Dag 151 Rockhampton – Agnes Water
Door: Robbert en Sacha
Blijf op de hoogte en volg Robbert en Sacha
11 Augustus 2010 | Australië, Agnes Water
We doen op ons gemakkie het ontbijt en we laden nog maar wat foto’s op internet. Vervolgens pakken we ons boeltje in en vertrekken richting het zuiden. Voordat we de snelweg opdraaien doen we nog even een paar boodschappen en tanken we de auto weer vol.
De rit is enigszins saai. Het landschap is erg mooi; heuvelachtige goudkleurige velden, maar het is zo eentonig dat het na een uur van hetzelfde, niet meer echt boeit.

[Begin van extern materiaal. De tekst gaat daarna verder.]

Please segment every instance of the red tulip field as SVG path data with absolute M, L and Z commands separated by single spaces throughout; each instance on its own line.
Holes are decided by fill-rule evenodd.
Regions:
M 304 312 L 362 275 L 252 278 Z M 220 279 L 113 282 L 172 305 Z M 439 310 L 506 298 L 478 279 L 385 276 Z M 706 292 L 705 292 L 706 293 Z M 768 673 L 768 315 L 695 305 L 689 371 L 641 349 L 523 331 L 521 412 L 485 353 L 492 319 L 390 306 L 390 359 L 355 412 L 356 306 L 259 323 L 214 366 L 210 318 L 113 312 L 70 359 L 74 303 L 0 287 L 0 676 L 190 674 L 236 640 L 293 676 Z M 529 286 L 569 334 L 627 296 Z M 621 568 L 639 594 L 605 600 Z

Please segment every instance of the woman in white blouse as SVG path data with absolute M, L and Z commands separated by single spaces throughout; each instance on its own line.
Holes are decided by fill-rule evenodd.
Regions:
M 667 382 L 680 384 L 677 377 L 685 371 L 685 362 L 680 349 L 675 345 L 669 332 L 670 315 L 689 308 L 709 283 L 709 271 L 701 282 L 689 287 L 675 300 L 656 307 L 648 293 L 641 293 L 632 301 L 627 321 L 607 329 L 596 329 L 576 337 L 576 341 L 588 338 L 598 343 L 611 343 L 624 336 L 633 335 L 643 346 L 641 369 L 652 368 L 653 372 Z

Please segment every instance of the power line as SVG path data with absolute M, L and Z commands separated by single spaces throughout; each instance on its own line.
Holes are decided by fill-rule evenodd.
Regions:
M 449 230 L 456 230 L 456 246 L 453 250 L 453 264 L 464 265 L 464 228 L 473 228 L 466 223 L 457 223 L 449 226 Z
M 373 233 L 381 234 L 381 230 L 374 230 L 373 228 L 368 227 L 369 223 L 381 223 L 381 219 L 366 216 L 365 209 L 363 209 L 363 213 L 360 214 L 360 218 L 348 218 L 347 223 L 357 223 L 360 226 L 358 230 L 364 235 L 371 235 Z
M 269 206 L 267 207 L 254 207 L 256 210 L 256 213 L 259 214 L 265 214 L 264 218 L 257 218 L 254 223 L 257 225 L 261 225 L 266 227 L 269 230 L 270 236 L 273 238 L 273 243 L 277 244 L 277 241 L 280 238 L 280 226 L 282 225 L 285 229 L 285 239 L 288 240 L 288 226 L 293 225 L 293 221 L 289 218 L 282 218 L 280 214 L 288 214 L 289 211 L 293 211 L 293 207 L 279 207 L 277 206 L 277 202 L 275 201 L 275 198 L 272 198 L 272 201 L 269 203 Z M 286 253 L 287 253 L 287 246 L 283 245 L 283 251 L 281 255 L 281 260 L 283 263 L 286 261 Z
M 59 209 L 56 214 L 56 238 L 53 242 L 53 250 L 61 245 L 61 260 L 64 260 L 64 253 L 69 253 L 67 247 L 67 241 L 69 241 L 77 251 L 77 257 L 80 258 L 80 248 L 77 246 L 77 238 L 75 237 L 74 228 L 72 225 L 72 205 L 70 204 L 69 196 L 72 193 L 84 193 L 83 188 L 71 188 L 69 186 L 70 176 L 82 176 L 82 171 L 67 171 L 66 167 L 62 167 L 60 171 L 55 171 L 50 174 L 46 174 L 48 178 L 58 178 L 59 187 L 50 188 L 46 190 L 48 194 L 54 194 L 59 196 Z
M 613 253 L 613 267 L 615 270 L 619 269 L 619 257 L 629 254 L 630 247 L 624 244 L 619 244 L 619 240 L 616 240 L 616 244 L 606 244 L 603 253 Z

We komen onderweg wel diverse konvooien tegen met groot vervoer, en als ze in Australië iets groot vinden, dan is het ook echt enorm. Blijkbaar worden voertuigen vervoerd richting de mijnen. Eerst zien we niet wat het is, maar later als het “shep”-onderdeel voorbijkomt, zien we dat (de onderdelen bijelkaar opgeteld) het mega-grote kiepauto’s zijn. Ook komen er een tweetal pre-fab kantoren langs. Alles wat we zien is, net zo breed als de twee banen van de weg, dus het tegenliggend verkeer (o.a. wij) moeten in de berm stil staan, wil het allemaal passen.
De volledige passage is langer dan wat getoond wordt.